Our service sometimes bears witness: my concern is all of those times we don’t bear witness. Across the sector there has been a retraction of services. Even in other jurisdictions, my colleagues tell me that they continue to primarily work offsite, and make COVID-safe plans such as putting up perspex barriers and limiting the amount of clients that attend on-site. The interesting thing around the performances of the epidemic is the contrast with the things that remain unseen.
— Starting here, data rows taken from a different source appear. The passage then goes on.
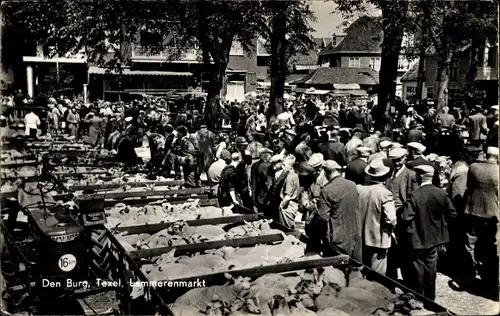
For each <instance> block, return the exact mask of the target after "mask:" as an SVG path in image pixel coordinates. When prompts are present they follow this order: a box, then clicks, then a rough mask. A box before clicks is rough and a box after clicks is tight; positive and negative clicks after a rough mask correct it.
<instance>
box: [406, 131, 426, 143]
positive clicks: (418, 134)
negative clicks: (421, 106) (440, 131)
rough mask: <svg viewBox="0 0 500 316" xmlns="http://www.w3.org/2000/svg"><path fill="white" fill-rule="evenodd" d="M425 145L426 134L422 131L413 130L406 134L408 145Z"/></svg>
mask: <svg viewBox="0 0 500 316" xmlns="http://www.w3.org/2000/svg"><path fill="white" fill-rule="evenodd" d="M412 142H416V143H423V142H424V134H423V133H422V131H421V130H419V129H417V128H411V129H409V130H408V134H406V143H412Z"/></svg>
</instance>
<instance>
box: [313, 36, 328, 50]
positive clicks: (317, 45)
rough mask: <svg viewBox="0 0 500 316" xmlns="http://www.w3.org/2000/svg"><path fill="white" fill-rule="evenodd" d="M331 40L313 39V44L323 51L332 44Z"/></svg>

The perspex creates an almost invisible barrier between lawyer and client, but what actually remains invisible, so often to the lawyer, is how their privilege and their relational power affects their representation and forms a part of the technology of regulatory power. In fact, we too have data, costume, and gestures which surveil, anaesthetise, and control.
Looking at my 6-month old, I’m reflecting on which performances will allow him to breathe, and which intentions will continue to reduce the possibilities for his world.